The Psalms

Psalm 139

David praises God for his all-seeing providence, 1-16; and for his infinite mercies, 17, 18. He defies the wicked, 19-22. He prays for sincerity, 23, 24.

1 [To the Chief Musician. A Psalm of David.]

O LORD, you have searched me and known me.

You know my sitting down and my rising up./
You understand my thought afar off.

You compass my path and my lying down/
and are acquainted with all my ways.

For there is not a word on my tongue,/
but behold, O LORD, you know it altogether.

You have beset me behind and before/
and laid your hand upon me.

Such knowledge is too wonderful for me./
It is high. I cannot attain to it.

Where shall I go from your Spirit?/
Or where shall I flee from your presence?

If I ascend into heaven, you are there./
If I make my bed in hell, behold, you are there.

If I take the wings of the morning/
and dwell in the uttermost parts of the sea,

10 Even there your hand shall lead me/
and your right hand shall hold me.

11 If I say, "Surely the darkness shall cover me,/
even the night shall be light around me,"

12 Even the darkness does not hide from you,/
but the night shines as the day./
The darkness and the light are both alike to you.

13 For you have possessed my inmost being./
You have covered me in my mother's womb.

14 I will praise you, for I am fearfully and wonderfully made./
Your works are wonderful,/
and that my soul knows well.

15 My substance was not hid from you/
when I was made in secret/
and skillfully formed in the lowest parts of the earth.

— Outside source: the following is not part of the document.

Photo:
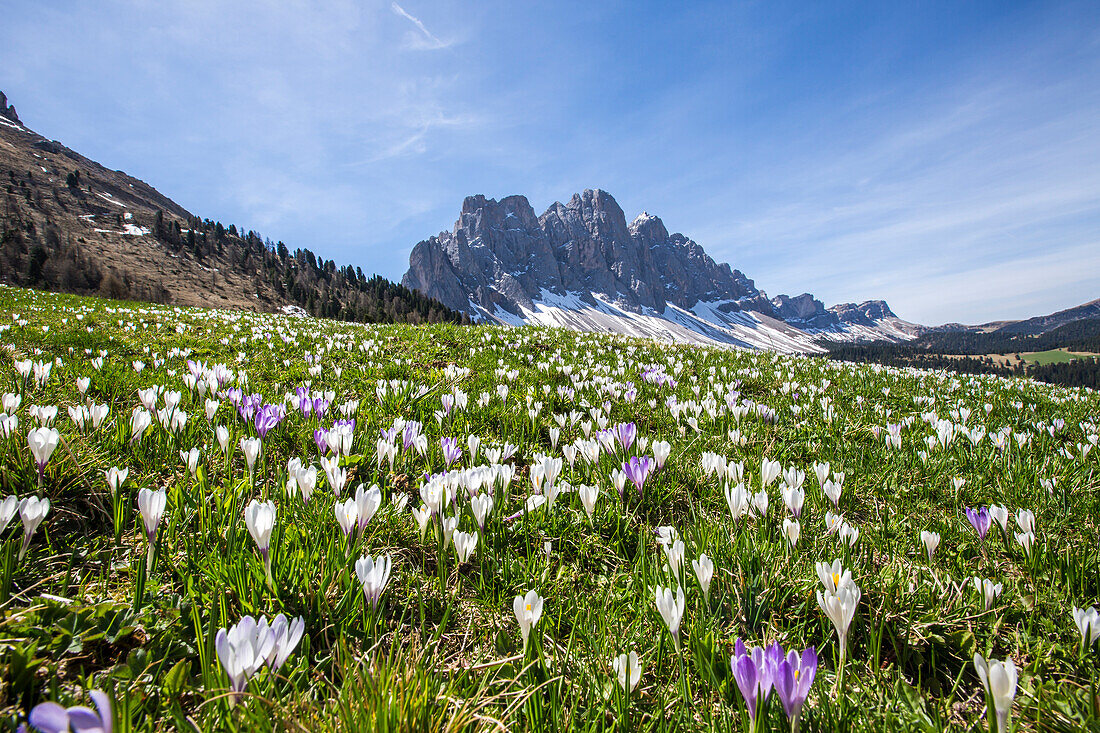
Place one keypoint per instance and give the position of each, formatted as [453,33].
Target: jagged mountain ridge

16 Your eyes saw my substance, yet being imperfect./
And in your book all my members were written,/
which in continuance were fashioned,/
when as yet there were none of them.

17 How precious your thoughts are to me, O God!/
How great the sum of them is!

18 If I should count them,/
they are more in number than the sand./
When I awake, I am still with you.

19 Surely you will slay the wicked, O God./
Depart from me therefore, you bloody men.

20 For they speak against you wickedly,/
and your enemies take your name in vain.

21 Do I, O LORD, not hate those who hate you?/
And am I not grieved with those who rise up against you?

22 I hate them with perfect hatred./
I count them my enemies.

23 Search me, O God, and know my heart./
Try me and know my thoughts.

24 See if there is any wicked way in me/
and lead me in the everlasting way.


Matthew Henry Commentary - Psalms, Chapter 139[➚]


John Calvin's Chapter Summary:

In this Psalm David, that he may dismiss the deceptive coverings under which most men take refuge, and divest himself of hypocrisy, insists at large upon the truth that nothing can elude the divine observation— a truth which he illustrates from the original formation of man, since he who fashioned us in our mother's womb, and imparted to every member its particular office and function, cannot possibly be ignorant of our actions. Quickened by this meditation to a due reverential fear of God, he declares himself to have no sympathy with the ungodly and profane, and beseeches God, in the confidence of conscious integrity, not to forsake him in this life.